Apollo Victoria Theatre
The Apollo Victoria Theatre was opened in 1930 as a cinema. Built by Ernest Wamsley Lewis and William Edward Trent, the interior was decorated in a nautical Art Deco theme with scallop shells and sculpted fountains ordaining the walls and ceilings. This theme still exists today, though it has been lit in a manner to highlight the green tones of the decoration – a nod to the Emerald City of the theatre’s current tenant, the hit musical Wicked. The theatre also contains a theatre organ that used to be play before the showings of films. The pipes of the organ are incorporated into the set design for Wicked and can be seen above the proscenium.
Named the New Victoria Cinema, films would show regularly but there was also the option to house variety acts and big bands on the theatre’s stage, which offered London audiences an eclectic mix of entertainment possibilities in one venue.
Closing during World War II though not sustaining any serious damage, the theatre reopened in May 1941 and continued to entertain well into the 1970s, finally closing in 1976. The theatre went dark for five years, reopening in 1981 as a fully-fledged theatre. Shirley Bassey was the headline act in a celebratory concert to mark the reopening of the newly named Apollo Victoria Theatre. Since then, musicals have reigned supreme, starting in 1981 with a production of Rodgers and Hammerstein’s The Sound of Music starring Petula Clark.
1984 saw the arrival of Andrew Lloyd Webber’s latest smash hit, Starlight Express. The auditorium had to be completely redesigned to incorporate the production’s set design, which included race tracks through the audience and a split-level skating rink on the stage. The show was a huge success, running for 18 years. Upon its closure, the interior was restored by the architects Jaques Muir and Partners.

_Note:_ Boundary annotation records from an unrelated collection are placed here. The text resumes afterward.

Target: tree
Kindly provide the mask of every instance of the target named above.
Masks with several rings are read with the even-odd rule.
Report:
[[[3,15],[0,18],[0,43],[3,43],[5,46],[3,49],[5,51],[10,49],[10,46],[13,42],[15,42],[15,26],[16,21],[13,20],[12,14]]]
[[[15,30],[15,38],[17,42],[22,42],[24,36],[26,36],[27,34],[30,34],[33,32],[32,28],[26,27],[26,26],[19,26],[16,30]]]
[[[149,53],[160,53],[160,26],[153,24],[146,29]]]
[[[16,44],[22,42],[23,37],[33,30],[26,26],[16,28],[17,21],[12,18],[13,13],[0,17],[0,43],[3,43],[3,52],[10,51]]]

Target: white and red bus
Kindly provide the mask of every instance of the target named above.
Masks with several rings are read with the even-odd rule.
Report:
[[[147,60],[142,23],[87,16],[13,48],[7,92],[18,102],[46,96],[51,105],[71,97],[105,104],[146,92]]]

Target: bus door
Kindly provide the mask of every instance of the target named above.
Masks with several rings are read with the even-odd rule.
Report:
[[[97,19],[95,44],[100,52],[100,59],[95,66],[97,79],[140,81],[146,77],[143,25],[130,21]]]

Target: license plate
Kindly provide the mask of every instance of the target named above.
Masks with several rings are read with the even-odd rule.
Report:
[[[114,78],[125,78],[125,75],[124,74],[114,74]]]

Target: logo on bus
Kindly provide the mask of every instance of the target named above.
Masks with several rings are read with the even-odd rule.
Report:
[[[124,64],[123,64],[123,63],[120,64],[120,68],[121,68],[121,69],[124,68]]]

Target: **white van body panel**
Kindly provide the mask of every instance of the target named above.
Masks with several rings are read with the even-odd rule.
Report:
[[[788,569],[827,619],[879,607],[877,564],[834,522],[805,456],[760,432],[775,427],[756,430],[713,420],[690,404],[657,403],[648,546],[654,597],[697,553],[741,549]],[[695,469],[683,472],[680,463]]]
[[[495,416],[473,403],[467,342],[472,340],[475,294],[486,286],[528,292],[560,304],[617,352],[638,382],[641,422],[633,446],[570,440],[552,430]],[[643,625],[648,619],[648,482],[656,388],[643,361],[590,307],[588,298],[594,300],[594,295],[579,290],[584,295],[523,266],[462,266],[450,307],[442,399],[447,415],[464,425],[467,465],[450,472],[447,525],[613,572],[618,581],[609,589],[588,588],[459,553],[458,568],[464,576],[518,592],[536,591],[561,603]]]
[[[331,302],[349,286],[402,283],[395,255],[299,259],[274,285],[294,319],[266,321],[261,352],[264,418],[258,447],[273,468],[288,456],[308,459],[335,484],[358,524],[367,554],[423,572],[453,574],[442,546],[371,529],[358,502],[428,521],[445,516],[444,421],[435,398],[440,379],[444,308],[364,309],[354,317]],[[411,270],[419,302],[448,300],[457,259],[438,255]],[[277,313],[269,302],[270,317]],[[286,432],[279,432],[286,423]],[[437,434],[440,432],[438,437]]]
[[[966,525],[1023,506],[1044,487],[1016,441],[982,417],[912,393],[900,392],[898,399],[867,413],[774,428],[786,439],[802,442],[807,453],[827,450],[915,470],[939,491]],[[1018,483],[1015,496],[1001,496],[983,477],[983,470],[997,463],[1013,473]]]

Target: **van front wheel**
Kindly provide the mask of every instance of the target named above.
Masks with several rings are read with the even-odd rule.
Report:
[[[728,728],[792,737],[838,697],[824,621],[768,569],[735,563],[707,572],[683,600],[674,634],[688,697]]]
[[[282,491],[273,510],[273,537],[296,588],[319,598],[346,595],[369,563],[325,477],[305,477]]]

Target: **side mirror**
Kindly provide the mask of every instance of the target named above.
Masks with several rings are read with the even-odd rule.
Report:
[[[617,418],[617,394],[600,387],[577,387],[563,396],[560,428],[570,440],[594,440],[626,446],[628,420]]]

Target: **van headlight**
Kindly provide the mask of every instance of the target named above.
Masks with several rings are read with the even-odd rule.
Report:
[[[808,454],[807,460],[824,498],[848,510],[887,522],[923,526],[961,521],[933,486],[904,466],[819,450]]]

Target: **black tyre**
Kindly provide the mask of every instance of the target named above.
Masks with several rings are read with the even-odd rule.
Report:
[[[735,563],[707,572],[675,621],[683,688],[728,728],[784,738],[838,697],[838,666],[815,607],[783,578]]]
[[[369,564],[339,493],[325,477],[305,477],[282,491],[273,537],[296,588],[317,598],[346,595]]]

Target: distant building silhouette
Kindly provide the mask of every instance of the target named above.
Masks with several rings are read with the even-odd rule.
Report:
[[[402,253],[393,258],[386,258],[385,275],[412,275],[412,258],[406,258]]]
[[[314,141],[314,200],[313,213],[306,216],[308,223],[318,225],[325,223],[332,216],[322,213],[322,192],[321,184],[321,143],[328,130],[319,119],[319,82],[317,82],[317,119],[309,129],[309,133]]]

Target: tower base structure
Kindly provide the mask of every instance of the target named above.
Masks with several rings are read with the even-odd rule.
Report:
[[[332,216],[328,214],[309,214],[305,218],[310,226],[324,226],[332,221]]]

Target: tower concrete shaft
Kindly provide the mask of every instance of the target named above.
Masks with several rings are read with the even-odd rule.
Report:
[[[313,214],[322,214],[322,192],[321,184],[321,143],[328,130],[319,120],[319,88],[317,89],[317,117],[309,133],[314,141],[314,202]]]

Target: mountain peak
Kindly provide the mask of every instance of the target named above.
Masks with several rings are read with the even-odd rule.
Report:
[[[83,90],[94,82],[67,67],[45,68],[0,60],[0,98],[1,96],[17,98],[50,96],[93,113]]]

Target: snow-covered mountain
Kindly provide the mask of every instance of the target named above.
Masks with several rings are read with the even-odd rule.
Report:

The auditorium has two levels - Stalls and Dress Circle. This is a very wide auditorium, and those at the extreme sides may suffer with sightlines, but the price of the tickets for these seats does reflect the quality. The overhang of the Dress Circle will affect the view of the top of the stage from seats in Row Y and onwards.
The Dress Circle in this theatre is very deep, and as such the last few rows of seats do feel rather removed from the action, though the view is still excellent and the spectacle of the current production is still very much apparent from these seats. The legroom is also generally very good.